Below is the code inspired by Stack Overflow (this page and this one too) to compare Lasso coefficents and Random Forest feature importance.
# Compare Lasso coefficients and Random Forest feature importances
rf_importances = rf.feature_importances_
lasso_coefficients = lasso.coef_[:len(features_reduced)] # Ensure coefficients match feature set
# Create a comparison df
comparison_df = pd.DataFrame({'Feature': features_reduced,'Lasso Coefficient': lasso_coefficients,'Random Forest Importance': rf_importances}).sort_values(by='Random Forest Importance', ascending=False)
# Plot the comparison
plt.figure(figsize=(10, 6))
comparison_df.plot(x='Feature', kind='barh', stacked=False,figsize=(10, 8),title='Feature Importance: Lasso vs Random Forest', alpha=0.7)

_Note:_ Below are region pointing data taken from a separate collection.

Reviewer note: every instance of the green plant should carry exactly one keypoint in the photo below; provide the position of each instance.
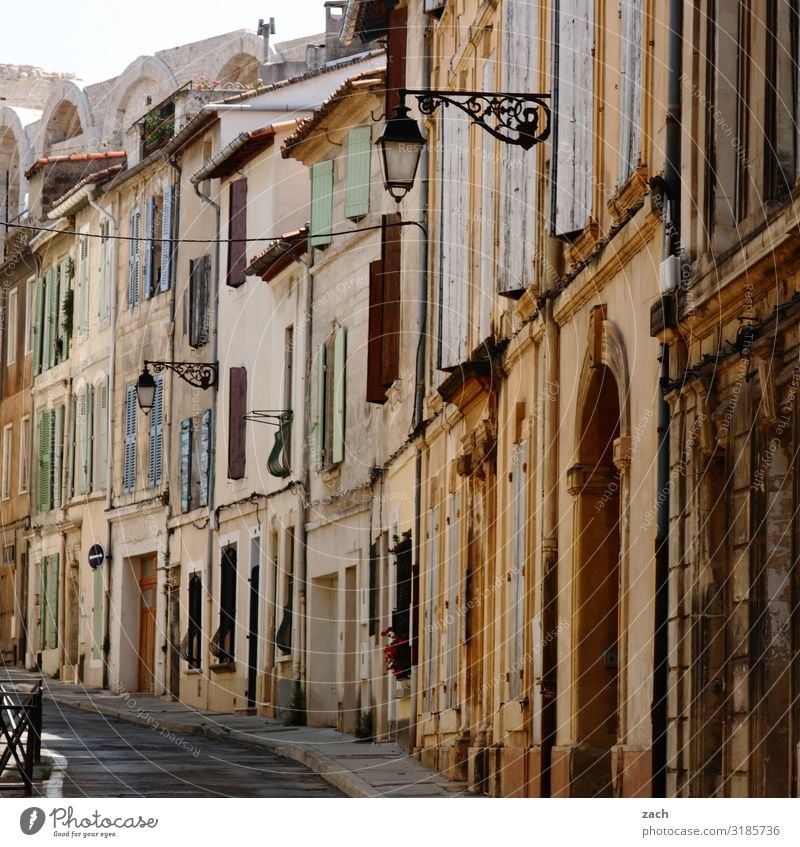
(364, 726)
(295, 714)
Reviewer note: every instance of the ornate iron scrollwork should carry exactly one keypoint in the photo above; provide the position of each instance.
(521, 119)
(199, 374)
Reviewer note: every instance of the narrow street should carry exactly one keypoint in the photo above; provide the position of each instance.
(106, 757)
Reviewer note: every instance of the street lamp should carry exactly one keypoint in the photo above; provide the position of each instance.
(518, 119)
(199, 374)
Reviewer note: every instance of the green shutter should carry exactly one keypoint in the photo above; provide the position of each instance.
(58, 453)
(359, 151)
(52, 602)
(101, 428)
(320, 424)
(339, 393)
(186, 464)
(97, 612)
(321, 203)
(38, 308)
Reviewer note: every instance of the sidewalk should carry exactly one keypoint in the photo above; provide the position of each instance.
(356, 768)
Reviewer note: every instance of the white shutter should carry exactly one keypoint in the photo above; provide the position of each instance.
(574, 117)
(520, 61)
(630, 93)
(167, 247)
(454, 258)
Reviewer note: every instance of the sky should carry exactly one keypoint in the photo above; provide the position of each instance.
(86, 38)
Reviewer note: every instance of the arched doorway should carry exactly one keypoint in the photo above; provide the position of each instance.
(595, 483)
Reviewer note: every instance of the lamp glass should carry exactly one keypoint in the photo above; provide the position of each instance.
(146, 391)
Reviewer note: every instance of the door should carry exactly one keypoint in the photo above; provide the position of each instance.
(147, 622)
(252, 642)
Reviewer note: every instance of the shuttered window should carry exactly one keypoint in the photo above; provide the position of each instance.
(206, 447)
(133, 260)
(199, 280)
(149, 247)
(517, 560)
(237, 426)
(237, 233)
(167, 232)
(186, 464)
(83, 285)
(38, 324)
(359, 159)
(339, 394)
(157, 433)
(519, 61)
(101, 439)
(574, 117)
(319, 431)
(630, 90)
(321, 204)
(45, 481)
(129, 447)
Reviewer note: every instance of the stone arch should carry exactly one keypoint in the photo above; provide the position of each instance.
(67, 115)
(145, 77)
(16, 156)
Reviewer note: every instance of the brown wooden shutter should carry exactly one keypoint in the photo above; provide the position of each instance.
(390, 260)
(395, 58)
(237, 408)
(376, 393)
(237, 232)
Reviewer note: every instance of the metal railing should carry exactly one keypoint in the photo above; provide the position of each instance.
(20, 734)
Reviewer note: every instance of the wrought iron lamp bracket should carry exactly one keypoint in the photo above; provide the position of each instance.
(199, 374)
(514, 118)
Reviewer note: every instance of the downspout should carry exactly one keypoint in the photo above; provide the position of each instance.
(420, 377)
(215, 389)
(112, 358)
(672, 178)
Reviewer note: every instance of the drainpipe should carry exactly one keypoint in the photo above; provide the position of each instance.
(672, 178)
(215, 389)
(419, 388)
(113, 230)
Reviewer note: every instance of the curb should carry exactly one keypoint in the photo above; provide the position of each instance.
(324, 766)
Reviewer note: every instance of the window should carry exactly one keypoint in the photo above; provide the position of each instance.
(237, 233)
(24, 442)
(383, 348)
(105, 273)
(321, 204)
(194, 635)
(199, 276)
(83, 285)
(237, 431)
(133, 260)
(224, 643)
(129, 454)
(30, 292)
(6, 482)
(157, 434)
(11, 327)
(359, 151)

plt.gca().invert_yaxis() # Reverse the order for better readability
plt.show()
<Figure size 1000x600 with 0 Axes>
This graph shows that Random Forest identifies significance in more features then Lasso Regression, since there are more orange bars than blue. Also, for shared features of Random Forest and Lasso, the Random Forest importance is greater than the Lasso’s in most cases. This shows that Random Forest is more sensitive, and thus has a potential for overfitting, while Lasso is more selective so it has the potential for underfitting. By the Bias-Variance Tradeoff, that makes Lasso have high bias and low variance and Random Forest have low bias and high variance for this dataset.
Conclusion:#
Through my project, I found that the three most significant factors (in order from greatest to least) are: Job Satisfaction, Career Change Interest, and Salary. The median salary is higher for those not likely to change jobs. Additionallly, the median Job Satisfaction is lower for those likely to change jobs. It was also interesting to see the how Field of Study and Occupation effect the likeliness to change jobs. Those who study Education are more likely to change occupations, while those who study psychology are the least likely. Also, Biologists are the most likely to change occupations, while teachers are the least likely to change occupations. These results are heavily influenced by salary and job satisfaction. The majority of features forming non-linear relationships was predictable, but made for a very interesting analysis when I compared the results of the Lasso Regression to the Random Forest. Ultimatly, the Random Forest was better as it was more sensitive to the data.